Beresford Hall was part of the original 950-acre land grant given to Richard Beresford on September 13, 1706. Beresford was from Barbados and was described as very ambitious. He was part of the settlers (Allstons, Gibbes, Middletons) that were focused on their goals not those of the Lord Proprietors. Beresford was very active in the new colony. He served on the Grand Council and was a member of the First Royal Assembly. “By the time of his death in 1724, he had served in nearly every public office that the colony had to offer.”1 In honor of his political service, two streets in the city were name for him. Beresford Alley (which is now Chalmers) and Beresford Street (which is now Fulton St). Both of these parts of town turned into a “red light district” and the streets names where changed in order to help “clean up the area.”
Richard Beresford was married twice, first to Sarah Cook who died giving birth to their son, John and then to Dorothy Mellish. They had a son named Richard. On March 17, 1724, Beresford was killed by a falling tree limb. At the time of his death, he had acquired 10 land grants encompassing over 4,800 acres of land. His estate was divided between his two sons except for a portion that was called the “Beresford Bounty.” This was a trust that was used to establish a free school for the poor of St. Thomas and St. Dennis parishes where his land grants were located. The Beresford Bounty is still at work today and is administered by the Episcopal Church in Pineville, South Carolina.2
Richard Beresford, Jr. inherited Beresford Hall and lived on the property. The land was put up for sale in 1761. Per an advertisement in the South Carolina Gazette” the above lands are fit for plantations, sawing, brick making, lime-burning, cutting firewood, marketing, or keeping stock upon” (S.C. Gazette July 3, 1761)

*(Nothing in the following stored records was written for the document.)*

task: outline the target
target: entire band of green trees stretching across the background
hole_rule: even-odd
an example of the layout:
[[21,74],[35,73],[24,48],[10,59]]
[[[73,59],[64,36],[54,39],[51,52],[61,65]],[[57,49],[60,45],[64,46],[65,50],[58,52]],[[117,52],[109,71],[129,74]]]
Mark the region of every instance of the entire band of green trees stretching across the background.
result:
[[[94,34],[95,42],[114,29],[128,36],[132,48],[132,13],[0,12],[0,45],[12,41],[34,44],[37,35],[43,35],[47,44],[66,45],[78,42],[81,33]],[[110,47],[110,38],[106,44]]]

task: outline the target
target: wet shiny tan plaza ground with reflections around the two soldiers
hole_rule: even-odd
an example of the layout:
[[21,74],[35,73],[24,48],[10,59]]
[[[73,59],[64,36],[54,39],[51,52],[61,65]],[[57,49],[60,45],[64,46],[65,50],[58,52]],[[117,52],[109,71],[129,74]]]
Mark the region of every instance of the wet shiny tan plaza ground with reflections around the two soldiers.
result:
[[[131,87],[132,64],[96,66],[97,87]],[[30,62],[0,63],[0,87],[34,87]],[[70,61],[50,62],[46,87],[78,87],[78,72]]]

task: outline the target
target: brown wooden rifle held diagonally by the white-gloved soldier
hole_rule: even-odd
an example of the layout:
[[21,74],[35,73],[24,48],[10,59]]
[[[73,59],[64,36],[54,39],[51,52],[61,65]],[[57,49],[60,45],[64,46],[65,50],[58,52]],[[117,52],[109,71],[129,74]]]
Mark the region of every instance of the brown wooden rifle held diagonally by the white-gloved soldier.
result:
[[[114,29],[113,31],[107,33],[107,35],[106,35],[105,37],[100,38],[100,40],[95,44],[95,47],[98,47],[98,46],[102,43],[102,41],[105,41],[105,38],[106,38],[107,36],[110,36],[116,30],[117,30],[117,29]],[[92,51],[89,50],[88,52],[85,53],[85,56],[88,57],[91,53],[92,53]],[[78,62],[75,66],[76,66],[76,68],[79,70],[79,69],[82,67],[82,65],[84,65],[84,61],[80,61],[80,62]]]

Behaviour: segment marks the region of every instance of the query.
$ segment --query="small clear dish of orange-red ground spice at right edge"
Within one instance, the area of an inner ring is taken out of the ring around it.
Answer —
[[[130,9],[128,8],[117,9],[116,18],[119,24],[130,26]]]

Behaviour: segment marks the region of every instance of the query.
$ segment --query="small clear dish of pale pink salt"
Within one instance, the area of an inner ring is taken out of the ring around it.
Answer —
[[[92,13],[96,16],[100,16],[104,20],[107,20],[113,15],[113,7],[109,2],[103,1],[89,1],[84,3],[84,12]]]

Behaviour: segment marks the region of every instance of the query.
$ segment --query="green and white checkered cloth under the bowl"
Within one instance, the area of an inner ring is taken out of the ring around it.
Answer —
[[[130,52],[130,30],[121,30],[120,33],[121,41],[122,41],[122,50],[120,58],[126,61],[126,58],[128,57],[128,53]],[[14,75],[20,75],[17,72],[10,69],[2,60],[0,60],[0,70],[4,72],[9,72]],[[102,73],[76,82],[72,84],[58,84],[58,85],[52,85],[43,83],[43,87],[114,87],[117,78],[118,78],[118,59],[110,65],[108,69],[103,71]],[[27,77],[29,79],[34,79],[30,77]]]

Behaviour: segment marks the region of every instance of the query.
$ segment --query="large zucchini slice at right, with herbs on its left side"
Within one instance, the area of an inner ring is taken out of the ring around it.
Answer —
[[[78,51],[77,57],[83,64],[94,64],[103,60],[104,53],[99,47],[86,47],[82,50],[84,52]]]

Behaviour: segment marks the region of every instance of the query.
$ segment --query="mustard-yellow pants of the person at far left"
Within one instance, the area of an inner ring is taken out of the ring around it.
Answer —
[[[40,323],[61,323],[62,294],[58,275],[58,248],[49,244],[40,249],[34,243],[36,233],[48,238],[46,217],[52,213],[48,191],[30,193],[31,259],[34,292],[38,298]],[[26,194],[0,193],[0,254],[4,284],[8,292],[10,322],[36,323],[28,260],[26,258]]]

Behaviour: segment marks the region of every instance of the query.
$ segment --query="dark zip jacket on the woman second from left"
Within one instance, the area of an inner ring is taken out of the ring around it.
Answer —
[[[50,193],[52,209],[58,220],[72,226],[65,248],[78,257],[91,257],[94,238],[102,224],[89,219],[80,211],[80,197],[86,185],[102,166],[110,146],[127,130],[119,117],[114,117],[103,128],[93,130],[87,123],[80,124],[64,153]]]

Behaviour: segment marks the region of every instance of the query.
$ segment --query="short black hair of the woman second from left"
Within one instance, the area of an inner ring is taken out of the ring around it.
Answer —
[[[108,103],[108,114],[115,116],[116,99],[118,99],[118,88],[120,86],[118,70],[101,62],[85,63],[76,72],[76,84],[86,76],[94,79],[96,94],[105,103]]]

The land at that time was purchased by a prominent cabinet maker, Thomas Elfe. Thomas Elfe was from London and was given credit for starting the tradition of craving rice ears or stalks into the wooden posts of beds. These beds were called “Rice Beds.” his furniture was in high demand and from the 1768 to 1775, he sold over 1600 pieces of furniture. Elfe was an astute business man and he diversified his business holding by purchasing real estate. In addition to the Beresford Hall Plantation, he owned a plantation on Daniel Island (approximately where Black baud is located today.) Thomas Elfe and his family never resided at Beresford Hall for any length of time. Thomas Elfe had two sons, Thomas Jr. and George. George inherited the land from his mother or purchased Beresford Hall from his brother and did live on the property. It stayed the Elfe family until 1888.
Sometime around 1790 a portion of the land was sold to Edward and Samuel Martin, who were brick makers. Remnants’ of their brick making operations and those of John Gordan, John Moore Jr. and Thomas Addison can be seen today throughout Beresford Hall.
In 1888, the Martin and the Elfe properties were bought by Emily Ward and then were combined with Palmetto Hall and Spring Hill Plantation. Between 1888 and 1935 this area changed hands at least six times. In 1935, this piece of land was purchased by the trust of the Guggenheim. They are one of the nation’s wealthiest mining families.
The Guggenheim Foundation sold 744 acres to Greenwood Development Corporation in 1999. Greenwood designed and developed Beresford Hall Settlement as we know it today. After two years, all the sites were sold to individuals.